Okay, you can indeed do that... but how do you get an address is the another question. You might answer "Just go to the RIR", sure, but ASNs aren't given willy-nilly, they need to prove that they'll need different routing needs for external peering, and some RIRs do insist on this. The most loose RIR in terns of regulations is RIPE, but what about other companies in other parts of the world?



You get your private prefix by appending 10 random hex nibbles to "fd". For example, fdb9:3667:a8da::/48. (Please make your own random prefix.)

You also missed the point of this sub-thread since the question was about private space. IPv6 fd00::/8 is IPv4 10.0/8. The only difference is an added bit of semantics to make merging networks easier.


The problem is that ipv6 advocates say "just have your network auto-renumber itself every time you change upstream provider", "run multiple IP addresses on every host" etc

I don't think I've ever seen anyone suggesting using a /48 in fd00:: and NAT66 at the edge, and NAT64 is discouraged rather than maintaining a dual stack solution (and if you need to maintain a working ipv4 solution, why even bother with ipv6)


> You might answer "Just go to the RIR", sure, but ASNs aren't given willy-nilly

You get an PI address block and ask your ISP to advertise it on your behalf in their public ASN, e.g.:

> If multi-homing to more than one provider, the customer must obtain an Autonomous System (AS) number, available at http://www.arin.net. If multi-homing only to us, we will provide a private AS number.

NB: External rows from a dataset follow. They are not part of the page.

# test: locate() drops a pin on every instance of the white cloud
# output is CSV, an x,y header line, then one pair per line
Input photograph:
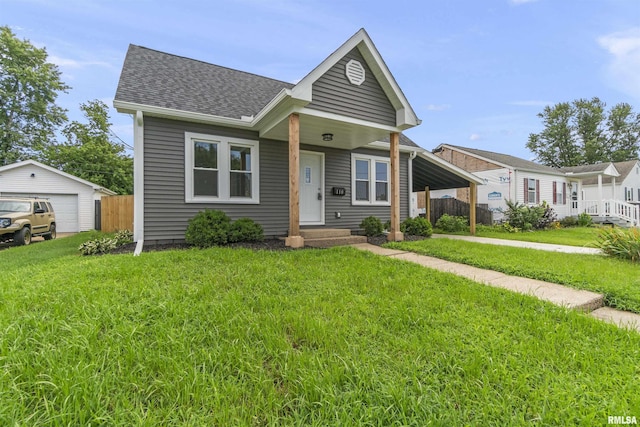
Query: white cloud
x,y
72,63
531,103
623,72
438,107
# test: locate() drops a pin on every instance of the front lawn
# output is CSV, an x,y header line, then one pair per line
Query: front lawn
x,y
574,236
618,280
311,337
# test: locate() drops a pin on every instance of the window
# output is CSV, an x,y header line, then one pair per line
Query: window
x,y
370,180
531,191
220,169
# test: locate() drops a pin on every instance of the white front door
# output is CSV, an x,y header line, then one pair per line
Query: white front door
x,y
311,188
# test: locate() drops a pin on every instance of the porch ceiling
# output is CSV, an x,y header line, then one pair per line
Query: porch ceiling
x,y
434,176
346,136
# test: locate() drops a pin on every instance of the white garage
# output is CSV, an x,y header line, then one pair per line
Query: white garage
x,y
73,199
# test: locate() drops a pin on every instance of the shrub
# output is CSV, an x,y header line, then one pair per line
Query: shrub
x,y
208,228
417,226
123,237
451,224
620,243
372,226
569,221
106,244
527,218
245,230
584,220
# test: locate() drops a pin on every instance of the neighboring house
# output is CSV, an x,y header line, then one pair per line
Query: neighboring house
x,y
509,178
625,187
323,153
73,199
606,191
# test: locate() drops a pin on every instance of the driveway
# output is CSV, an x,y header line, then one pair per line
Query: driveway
x,y
35,240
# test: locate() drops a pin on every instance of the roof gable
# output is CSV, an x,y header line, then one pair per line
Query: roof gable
x,y
17,165
365,99
159,79
405,116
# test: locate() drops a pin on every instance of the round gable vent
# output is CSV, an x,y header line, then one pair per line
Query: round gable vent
x,y
355,72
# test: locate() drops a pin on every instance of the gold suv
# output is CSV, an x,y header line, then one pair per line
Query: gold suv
x,y
24,218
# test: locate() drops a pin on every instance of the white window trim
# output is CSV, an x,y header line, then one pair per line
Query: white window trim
x,y
224,166
372,181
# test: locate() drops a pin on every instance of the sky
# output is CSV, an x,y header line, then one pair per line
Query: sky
x,y
477,72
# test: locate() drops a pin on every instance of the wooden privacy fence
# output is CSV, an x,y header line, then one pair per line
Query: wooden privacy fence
x,y
455,207
116,213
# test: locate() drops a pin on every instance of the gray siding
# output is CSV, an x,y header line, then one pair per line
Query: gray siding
x,y
166,213
333,93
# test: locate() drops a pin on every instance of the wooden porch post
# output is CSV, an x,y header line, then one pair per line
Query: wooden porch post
x,y
294,239
473,200
395,235
600,198
427,203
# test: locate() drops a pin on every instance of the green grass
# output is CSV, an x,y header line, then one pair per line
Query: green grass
x,y
618,280
574,236
224,337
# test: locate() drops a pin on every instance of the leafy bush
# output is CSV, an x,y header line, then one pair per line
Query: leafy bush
x,y
585,220
245,230
208,228
527,218
417,226
106,244
123,237
451,224
569,221
372,226
620,243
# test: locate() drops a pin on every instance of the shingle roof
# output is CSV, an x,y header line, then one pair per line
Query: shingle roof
x,y
506,159
160,79
404,140
623,168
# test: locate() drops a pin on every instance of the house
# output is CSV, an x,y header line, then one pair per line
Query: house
x,y
323,153
72,198
511,178
625,186
604,190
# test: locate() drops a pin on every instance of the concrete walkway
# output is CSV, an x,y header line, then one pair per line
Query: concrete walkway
x,y
521,244
557,294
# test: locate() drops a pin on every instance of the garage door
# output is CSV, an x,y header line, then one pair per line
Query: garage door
x,y
64,205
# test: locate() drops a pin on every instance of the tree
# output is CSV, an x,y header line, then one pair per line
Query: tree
x,y
90,153
29,86
583,132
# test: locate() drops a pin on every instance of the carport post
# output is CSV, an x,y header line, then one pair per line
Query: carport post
x,y
473,200
427,203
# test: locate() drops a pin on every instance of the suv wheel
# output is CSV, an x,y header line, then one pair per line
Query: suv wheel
x,y
23,237
51,234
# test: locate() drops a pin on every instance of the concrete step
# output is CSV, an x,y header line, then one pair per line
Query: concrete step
x,y
328,242
321,233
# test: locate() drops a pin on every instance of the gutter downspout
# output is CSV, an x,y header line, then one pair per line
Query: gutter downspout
x,y
410,171
138,181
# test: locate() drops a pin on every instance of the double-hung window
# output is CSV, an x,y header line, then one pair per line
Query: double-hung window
x,y
370,176
221,169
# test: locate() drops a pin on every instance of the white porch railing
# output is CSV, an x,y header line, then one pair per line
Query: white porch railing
x,y
613,208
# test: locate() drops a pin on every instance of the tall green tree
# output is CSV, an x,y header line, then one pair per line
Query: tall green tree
x,y
29,86
90,152
583,132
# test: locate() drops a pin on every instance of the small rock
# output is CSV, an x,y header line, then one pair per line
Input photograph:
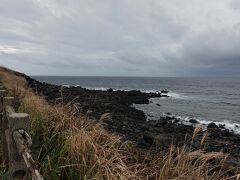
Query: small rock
x,y
212,125
222,126
110,90
193,121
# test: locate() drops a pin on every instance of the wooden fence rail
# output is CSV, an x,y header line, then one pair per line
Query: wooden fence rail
x,y
16,141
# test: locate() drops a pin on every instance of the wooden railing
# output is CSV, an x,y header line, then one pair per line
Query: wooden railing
x,y
16,141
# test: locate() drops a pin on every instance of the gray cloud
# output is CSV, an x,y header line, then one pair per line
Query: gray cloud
x,y
130,38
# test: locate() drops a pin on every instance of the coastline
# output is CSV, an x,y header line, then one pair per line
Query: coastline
x,y
131,123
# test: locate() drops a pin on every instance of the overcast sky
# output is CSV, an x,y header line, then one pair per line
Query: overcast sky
x,y
121,37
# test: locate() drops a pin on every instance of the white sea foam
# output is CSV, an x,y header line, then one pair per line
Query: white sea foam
x,y
235,127
177,95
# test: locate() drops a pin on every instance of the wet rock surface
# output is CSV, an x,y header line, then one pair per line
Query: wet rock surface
x,y
131,123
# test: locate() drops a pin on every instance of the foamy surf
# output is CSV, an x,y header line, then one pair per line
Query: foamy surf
x,y
235,127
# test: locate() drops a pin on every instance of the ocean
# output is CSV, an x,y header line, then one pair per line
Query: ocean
x,y
204,99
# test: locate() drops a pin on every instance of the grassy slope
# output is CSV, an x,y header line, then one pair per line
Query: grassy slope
x,y
68,146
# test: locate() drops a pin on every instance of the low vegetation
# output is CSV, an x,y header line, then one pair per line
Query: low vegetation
x,y
69,146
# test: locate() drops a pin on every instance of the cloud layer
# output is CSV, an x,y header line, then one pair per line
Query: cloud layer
x,y
121,38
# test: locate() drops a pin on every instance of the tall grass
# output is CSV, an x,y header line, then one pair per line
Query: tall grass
x,y
68,146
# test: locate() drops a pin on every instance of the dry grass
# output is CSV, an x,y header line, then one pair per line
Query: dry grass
x,y
70,147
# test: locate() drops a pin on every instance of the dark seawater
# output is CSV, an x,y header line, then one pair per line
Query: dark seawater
x,y
206,99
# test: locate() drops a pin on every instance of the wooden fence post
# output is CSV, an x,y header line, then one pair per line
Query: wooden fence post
x,y
14,121
2,94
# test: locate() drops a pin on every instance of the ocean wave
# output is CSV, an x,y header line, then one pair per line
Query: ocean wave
x,y
177,95
235,127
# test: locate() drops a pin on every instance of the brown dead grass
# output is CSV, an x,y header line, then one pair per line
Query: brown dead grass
x,y
70,147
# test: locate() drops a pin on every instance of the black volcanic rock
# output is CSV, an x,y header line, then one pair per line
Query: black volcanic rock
x,y
131,123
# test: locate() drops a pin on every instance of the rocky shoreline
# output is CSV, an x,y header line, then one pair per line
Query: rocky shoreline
x,y
131,123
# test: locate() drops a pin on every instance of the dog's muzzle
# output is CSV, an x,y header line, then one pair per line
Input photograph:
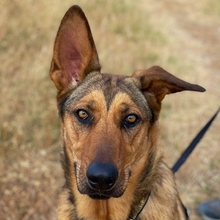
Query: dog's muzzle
x,y
101,176
101,180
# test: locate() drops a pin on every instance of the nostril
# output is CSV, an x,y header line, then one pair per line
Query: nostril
x,y
102,176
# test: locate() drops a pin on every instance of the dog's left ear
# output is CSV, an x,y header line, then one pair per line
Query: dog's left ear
x,y
157,82
75,53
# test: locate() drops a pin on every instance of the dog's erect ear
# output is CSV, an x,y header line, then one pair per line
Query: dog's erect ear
x,y
75,53
159,82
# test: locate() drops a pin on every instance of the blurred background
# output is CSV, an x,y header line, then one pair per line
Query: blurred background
x,y
182,36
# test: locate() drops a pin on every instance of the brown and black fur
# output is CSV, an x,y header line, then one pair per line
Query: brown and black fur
x,y
110,121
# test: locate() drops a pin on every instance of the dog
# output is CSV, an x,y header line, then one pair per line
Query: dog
x,y
111,154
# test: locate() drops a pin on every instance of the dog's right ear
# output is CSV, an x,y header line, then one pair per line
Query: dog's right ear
x,y
75,53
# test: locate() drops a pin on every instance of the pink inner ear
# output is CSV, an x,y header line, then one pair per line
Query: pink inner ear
x,y
71,62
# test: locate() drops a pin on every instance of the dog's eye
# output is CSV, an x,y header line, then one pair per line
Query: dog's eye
x,y
131,121
83,116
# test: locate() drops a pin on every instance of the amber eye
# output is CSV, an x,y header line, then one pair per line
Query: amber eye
x,y
83,116
130,121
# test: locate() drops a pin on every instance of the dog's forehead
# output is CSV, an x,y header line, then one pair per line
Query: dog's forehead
x,y
109,85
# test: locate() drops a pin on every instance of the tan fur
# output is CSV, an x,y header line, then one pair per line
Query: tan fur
x,y
110,133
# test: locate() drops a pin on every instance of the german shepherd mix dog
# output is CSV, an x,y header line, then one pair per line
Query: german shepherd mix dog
x,y
112,157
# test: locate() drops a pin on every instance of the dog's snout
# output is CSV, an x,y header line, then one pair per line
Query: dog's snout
x,y
102,176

* https://support.allstream.com/knowledge-base/bgp-request-inf...


> You get an PI address block and ask your ISP to advertise it on your behalf

And? Get nothing in some regions because all of their ISPs aren't willing to provide this service even with money?

I know provider-independent addresses, but don't pretend it'll solve the problem of IPv6. The fact that you need to do some service wrangling rather than "take this IP for private use, just don't ask us when IP conflicts happen" (and ULA implementation is inconsistent even in enterprise routers) means headaches abound that didn't exist for IPv4.